Background: This phase II study evaluated the clinical benefit of pegylated liposomal doxorubicin (PLD) and docetaxel (Taxotere) as first-line therapy for metastatic breast cancer (MBC).
Patients and methods: MBC patients were enrolled to receive six cycles of PLD 35 mg/m2 (day 1) and docetaxel 40 mg/m2 (days 1 and 15), every 28 days (group A). Because of unacceptable toxic effects, doses were modified to PLD 30 mg/m2 (day 1) and docetaxel 75 mg/m2 (day 2), every 3 weeks (group B). The primary end point was clinical benefit.

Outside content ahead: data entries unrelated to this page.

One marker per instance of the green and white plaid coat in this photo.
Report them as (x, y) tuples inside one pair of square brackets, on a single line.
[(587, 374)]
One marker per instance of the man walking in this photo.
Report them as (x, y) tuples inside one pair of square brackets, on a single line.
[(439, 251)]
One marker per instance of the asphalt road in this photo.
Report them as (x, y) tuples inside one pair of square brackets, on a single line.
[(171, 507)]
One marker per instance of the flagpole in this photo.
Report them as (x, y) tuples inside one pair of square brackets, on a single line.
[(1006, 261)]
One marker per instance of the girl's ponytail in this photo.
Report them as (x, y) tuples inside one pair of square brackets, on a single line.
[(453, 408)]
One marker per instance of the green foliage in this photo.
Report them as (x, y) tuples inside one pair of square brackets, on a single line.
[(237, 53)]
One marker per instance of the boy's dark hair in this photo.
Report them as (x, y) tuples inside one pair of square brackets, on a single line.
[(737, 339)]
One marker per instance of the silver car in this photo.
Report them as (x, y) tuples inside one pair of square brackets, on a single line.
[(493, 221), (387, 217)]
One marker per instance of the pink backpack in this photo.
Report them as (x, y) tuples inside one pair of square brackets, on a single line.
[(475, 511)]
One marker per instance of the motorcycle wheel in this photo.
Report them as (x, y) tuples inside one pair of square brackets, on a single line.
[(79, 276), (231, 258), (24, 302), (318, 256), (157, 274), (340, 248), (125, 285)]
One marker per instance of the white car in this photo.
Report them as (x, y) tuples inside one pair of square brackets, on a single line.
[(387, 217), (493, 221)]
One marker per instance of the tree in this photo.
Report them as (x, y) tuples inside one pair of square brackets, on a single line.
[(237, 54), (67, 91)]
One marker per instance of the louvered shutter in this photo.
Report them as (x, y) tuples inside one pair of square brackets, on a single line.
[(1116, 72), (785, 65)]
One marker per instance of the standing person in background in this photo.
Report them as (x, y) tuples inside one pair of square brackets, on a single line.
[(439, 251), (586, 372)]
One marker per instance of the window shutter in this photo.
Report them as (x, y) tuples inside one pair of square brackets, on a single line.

Results: Sixty-seven patients were included (group A, 53; group B, 14). In both groups, the median number of cycles delivered was 4 and the overall dose intensity was 82% for docetaxel and 71% for PLD. In group A, main toxic effects were hematologic, palmar-plantar erythrodysesthesia (PPE), and stomatitis. In group B, higher rates of grade 3-4 PPE, febrile neutropenia, and hematologic toxic effects were reported. The rate of clinical benefit was 47%. Among patients with a measurable disease, 49% achieved a partial response, 27% had a stable disease, and 13% progressed, according to RECIST criteria.
Conclusion: The combination of PLD and docetaxel delivered at planned doses in this study yields unacceptable toxicity and should not be used routinely in patients with MBC.